I guess with W being a nurse (?) she is aware of how serious this could be? I hope she does show some sympathy, or maybe I'll have to come over there and have a word.
It's freezing cold here and there's just been a big hailstorm- very exciting!
L.xx
Walk on, walk on, with hope in your heart. And you'll never walk alone.
Lol. Well, don't use the time to worry about it. Rather be glad you get to enjoy the weekend before having to go through it!
While I appreciate not wanting to get sucked into it, I can say from the other side of the coin that when my H is mellow/casual/joking about things that I feel need to be dealt with I get annoyed/angry. However, when he gets worried about things, I find it much easier to just be supportive of him. It's a nice role reversal. While I am not trying to encourage you to become a worrywart by any means, perhaps expressing your concerns as actual worry might make her less prone to worrying all the time because she will feel like it is taken care of. It might be worth a try *shrugs*
(((Jeff)))
Michelle - Proud DR Rockette S: 28JUL07, D'd: 29OCT09 http://tinyurl.com/27j9qo2
I'm new here and was looking around. Just skimmed through your theads. I think that we are in a similar boat. You can check my situation out on my thread.
I also have a live-in WAW. It really stinks. Sorry to hear about your health too.

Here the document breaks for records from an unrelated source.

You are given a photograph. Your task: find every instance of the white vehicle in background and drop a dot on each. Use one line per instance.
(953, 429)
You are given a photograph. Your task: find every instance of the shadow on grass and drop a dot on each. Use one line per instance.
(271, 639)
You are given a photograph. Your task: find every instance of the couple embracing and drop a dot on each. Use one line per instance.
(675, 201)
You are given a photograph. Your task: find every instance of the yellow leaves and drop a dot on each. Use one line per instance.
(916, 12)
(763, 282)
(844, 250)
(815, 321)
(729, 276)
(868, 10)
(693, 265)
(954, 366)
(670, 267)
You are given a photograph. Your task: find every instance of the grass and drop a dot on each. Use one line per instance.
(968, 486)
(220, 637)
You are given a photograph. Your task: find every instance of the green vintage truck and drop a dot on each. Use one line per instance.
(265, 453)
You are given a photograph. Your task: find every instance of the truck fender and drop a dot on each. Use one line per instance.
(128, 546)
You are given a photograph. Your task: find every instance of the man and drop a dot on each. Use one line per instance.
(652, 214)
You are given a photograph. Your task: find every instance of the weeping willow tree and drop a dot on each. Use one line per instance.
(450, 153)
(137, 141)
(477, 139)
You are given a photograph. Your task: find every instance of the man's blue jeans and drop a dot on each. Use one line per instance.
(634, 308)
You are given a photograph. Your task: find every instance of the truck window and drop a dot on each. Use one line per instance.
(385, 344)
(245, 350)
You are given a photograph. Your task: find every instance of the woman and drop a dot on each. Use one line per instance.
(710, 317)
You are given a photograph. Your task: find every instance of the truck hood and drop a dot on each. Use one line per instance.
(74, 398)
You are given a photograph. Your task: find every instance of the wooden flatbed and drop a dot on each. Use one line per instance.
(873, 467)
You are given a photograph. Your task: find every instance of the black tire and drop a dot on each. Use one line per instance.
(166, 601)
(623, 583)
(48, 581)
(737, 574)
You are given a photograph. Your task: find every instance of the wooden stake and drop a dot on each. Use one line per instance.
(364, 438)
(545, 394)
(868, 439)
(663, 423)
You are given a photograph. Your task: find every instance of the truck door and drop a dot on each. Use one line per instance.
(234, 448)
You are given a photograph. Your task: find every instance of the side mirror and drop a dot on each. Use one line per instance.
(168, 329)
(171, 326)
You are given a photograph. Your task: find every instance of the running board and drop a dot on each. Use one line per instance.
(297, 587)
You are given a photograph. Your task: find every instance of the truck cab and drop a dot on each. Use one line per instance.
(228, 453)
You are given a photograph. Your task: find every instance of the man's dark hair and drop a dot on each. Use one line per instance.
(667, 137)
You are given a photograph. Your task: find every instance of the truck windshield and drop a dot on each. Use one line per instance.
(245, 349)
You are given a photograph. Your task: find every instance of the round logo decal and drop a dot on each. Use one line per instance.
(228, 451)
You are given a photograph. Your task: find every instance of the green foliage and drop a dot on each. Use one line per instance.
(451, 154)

One thing I am doing to start acting is attend Codependence Anonymous meetings. Its a 12 step group for people who spend too much time trying to solve others problems and not enough on their own. (Gee, maybe that's why I'm here?) If your interested, the web site is http://www.coda.org. The meetings are free and I get more out of the meetings than I do my C. Still seeing C though cause he can help me sort through issues from the meetings.
Hope you get what you want in life.
H - 47 W - 44 M - 18+ years Separated? - 4/07 S - 13 S - 15
I haven't talked to the doctor about potential diagnoses. I don't really need him to speculate, when he already knows he needs more information! I would think W would have an idea that this could be serious. To this point the extent of her sympathy has been to tell me I should exercise more, and eat better. Which is all I expect, actually.
Lisa, just so you know, we are not having cold, or hail! Bring your sunglasses! (It's around 75 today, 24 in your terms! Warmer tomorrow!)
Michelle, thank you for your thoughts on "worrying". I think she does get annoyed when things that bother her don't seem to bother me. I have always sort of thought that wasn't my problem, but maybe there are other ways I can handle it, even so.
Anyway, the middle of next week turned into this afternoon, I am currently scheduled for the biopsy on April 1. The scheduler from the hospital was going to call the doctor's offices with that info, and if they want it sooner, I guess it is possible. Though she said that was the first available! I guess they must have other more available times if you are going to die before you get the procedure, so that they still get paid!